Delivering the opinion of the court, Sheriff Principal Stephen said: “The sheriff was advised of the reasons for the adjournment and these related to the availability of the police constable due to health reasons. The witness’s evidence is required to prove the charge in the absence of agreement of that evidence.  
 
“Clearly, the sheriff had regard to the nature of the charge which is a serious one aggravated, of course, by the allegation that the offence was committed whilst the complainer was subject to a bail order granted less than two weeks prior to the day of the alleged offence. 
 
“On 25 May 2018 the sheriff considered that no further adjournments ought to be granted beyond that which he allowed that day.
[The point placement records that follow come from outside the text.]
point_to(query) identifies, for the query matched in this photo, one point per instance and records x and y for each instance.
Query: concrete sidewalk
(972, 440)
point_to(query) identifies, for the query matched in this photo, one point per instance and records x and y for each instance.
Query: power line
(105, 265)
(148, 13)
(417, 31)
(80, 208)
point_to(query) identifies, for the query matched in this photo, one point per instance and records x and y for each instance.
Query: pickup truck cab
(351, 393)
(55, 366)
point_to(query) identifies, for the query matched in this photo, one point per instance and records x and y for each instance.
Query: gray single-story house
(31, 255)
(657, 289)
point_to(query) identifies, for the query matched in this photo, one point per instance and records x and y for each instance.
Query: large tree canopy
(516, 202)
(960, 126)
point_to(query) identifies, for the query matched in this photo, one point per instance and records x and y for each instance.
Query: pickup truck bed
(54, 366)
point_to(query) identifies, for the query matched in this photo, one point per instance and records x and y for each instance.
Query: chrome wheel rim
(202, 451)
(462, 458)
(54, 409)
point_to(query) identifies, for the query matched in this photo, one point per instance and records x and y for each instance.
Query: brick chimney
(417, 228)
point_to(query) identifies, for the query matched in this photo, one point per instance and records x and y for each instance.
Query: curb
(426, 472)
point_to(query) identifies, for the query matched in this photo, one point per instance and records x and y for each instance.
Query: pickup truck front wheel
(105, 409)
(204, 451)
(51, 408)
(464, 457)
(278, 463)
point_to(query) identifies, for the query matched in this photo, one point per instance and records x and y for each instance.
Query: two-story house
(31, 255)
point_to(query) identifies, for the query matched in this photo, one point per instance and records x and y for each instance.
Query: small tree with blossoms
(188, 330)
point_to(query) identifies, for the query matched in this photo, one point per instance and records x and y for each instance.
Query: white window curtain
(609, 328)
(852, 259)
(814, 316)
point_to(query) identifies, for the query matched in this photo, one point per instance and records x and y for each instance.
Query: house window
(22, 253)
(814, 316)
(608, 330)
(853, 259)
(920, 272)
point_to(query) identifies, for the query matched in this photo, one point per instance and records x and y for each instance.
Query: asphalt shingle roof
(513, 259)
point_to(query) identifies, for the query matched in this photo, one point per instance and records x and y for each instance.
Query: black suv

This may well be a factor which the sheriff on 26 June 2018 had to consider but as the sheriff correctly observes she was not bound by her colleague’s decision as regards the finality of the adjournment process. 
 
“It would be improper to suggest that the sheriff was so bound as she required to take into account all relevant factors which pertained at the time she made her decision and exercised her own judgment.
 
“The sheriff is clearly aware of the procedural history. It cannot be argued that the decision to grant the crown adjournment in face of witness difficulties due to ill health was one which no reasonable sheriff would have reached.“
 
However, the court further observed that appeal by bill of advocation in the course of summary proceedings does nothing to assist the summary nature of such proceedings.  
 
Sheriff Principal Stephen added: “We agree that delay should be avoided but, of course, it has to be borne in mind that both parties have contributed overall to the passage of time since the complaint first called. 
 
“Generally speaking advocation should not be used as a mode of common law appeal in summary proceedings other than in exceptional cases where there is likely to be a miscarriage of justice which cannot be remedied by statutory appeal at the conclusion of the case. No such circumstances exist here.”
 
The court said steps should be taken to ensure that the complaint proceeds to trial next month.